Voitures de fonction Stib

La Région réorganise les communes


(lesoir.be - FRANCIS DUBOIS - samedi 14 février 2009, 16:26)

LE PARLEMENT a voté une ordonnance qui vise à améliorer la gouvernance locale et la qualité des services communaux. Imposer aux communes l’ouverture de ses guichets en dehors des heures de bureau au moins un jour par semaine. Permettre au conseil communal d’octroyer un « budget participatif » à des projets qui émanent de comités de quartiers ou de groupements d’habitants. Obliger les nouveaux agents communaux à suivre une formation sur le fonctionnement des pouvoirs locaux.

Ce ne sont que quelques-unes des dispositions reprises dans l’ordonnance votée vendredi au Parlement sur proposition du gouvernement. Il y est aussi question de rationaliser les outils de gestion et d’améliorer la démocratie locale : plan triennal suivi d’une évaluation, redéfinition du rôle du secrétaire et du receveur communaux, création d’un poste de gestionnaire des ressources humaines, présence du président du CPAS aux séances du collège…

Par cette modification de la nouvelle loi communale, l’objectif du gouvernement est de moderniser et d’harmoniser les modes de gouvernance locale, mais aussi d’améliorer la qualité des services publics.

« Ce n’est peut-être pas révolutionnaire, mais c’est un pas important », a souligné le ministre-président Charles Picqué (PS). Et comment ! Car c’est bien toute la question de la répartition des compétences entre Région et communes qui refait surface. A cet égard, Charles Picqué prévient : « La Région va jouer son avenir institutionnel dans les mois qui viennent. Ou bien elle sera une chambre d’entérinement, le “Mister Cash” des communes, ou bien elle fera valoir ses orientations en s’appuyant sur les communes. Si la Région est fragilisée financièrement, elle n’aura pas l’autorité pour imposer les harmonisations nécessaires. »

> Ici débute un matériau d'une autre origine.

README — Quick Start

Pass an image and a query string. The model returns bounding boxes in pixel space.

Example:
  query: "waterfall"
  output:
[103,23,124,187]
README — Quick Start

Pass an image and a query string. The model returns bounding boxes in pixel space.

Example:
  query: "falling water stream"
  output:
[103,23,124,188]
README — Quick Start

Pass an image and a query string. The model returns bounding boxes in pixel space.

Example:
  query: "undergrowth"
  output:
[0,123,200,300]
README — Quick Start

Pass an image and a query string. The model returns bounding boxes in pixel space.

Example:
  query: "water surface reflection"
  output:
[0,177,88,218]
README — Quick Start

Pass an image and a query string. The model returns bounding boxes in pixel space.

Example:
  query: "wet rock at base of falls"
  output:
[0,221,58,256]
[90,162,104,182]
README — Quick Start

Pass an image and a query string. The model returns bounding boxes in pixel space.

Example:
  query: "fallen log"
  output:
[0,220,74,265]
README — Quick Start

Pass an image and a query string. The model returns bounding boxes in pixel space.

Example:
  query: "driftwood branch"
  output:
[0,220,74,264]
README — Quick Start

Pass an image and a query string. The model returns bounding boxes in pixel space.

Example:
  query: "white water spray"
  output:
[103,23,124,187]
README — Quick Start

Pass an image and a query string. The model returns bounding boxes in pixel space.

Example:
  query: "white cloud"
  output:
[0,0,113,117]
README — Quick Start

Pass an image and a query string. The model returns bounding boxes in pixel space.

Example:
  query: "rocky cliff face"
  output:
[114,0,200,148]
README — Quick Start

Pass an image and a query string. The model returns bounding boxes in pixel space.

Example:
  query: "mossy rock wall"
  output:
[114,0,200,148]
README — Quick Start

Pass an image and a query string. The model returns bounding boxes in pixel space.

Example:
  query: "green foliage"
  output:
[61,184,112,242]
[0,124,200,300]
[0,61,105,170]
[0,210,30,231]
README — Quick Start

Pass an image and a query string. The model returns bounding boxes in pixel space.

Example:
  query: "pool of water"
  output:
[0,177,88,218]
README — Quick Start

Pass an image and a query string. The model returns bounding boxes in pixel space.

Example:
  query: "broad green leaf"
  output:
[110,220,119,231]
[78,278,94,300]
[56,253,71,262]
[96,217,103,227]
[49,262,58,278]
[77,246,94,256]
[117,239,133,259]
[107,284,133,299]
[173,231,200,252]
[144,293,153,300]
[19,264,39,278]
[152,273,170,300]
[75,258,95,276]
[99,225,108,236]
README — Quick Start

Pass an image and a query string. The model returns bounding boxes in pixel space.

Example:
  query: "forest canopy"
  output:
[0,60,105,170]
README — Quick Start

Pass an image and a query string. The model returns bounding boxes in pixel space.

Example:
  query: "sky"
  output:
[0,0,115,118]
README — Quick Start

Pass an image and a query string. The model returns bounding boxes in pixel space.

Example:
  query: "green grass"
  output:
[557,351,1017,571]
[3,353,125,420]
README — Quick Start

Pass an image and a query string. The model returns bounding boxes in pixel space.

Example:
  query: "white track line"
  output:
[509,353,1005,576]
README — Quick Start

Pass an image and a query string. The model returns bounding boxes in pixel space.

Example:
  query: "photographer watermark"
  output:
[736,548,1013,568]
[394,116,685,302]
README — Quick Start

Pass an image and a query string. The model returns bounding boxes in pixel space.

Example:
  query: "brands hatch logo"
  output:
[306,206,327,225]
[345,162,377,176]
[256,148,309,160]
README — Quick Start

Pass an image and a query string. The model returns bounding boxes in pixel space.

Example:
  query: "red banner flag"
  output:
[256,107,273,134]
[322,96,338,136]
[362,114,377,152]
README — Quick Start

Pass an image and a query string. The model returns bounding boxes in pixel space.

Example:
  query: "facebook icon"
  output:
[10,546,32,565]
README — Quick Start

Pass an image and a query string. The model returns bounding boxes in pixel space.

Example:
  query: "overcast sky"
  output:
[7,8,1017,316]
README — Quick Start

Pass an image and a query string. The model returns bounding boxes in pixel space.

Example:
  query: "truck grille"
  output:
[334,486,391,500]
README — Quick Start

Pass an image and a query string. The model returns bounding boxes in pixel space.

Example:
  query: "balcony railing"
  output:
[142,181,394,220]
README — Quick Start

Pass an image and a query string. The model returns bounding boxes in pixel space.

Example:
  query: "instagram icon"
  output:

Et d’en appeler à « la complémentarité, la symbiose et la solidarité » indispensables entre les autorités régionales et communales. « Ajoutons-y l’amour et la paix », a ironisé le chef de groupe Ecolo Yaron Pesztat qui a déploré le « chèvre-choutisme » du ministre-président dans le débat entre régionalistes et municipalistes. « Je souhaiterais vous entendre dire dans quel sens vous souhaitez que ça aille. »

Les verts ont profité du débat parlementaire pour rappeler leur opposition au cumul des mandats de député et de bourgmestre. « Ce serait une erreur dont la première victime serait la Région », a répliqué Picqué.

Au nom de l’opposition MR, Didier Gosuin a marqué son « accord sur le fond ». Mais dans le débat grandissant sur la répartition des compétences entre Région et communes, le député-bourgmestre d’Auderghem précise : « Ce qui commence à être fatigant, c’est la remise en cause permanente de l’existence des communes au sein même du gouvernement. » Le ministre SP.A Pascal Smet se sera reconnu…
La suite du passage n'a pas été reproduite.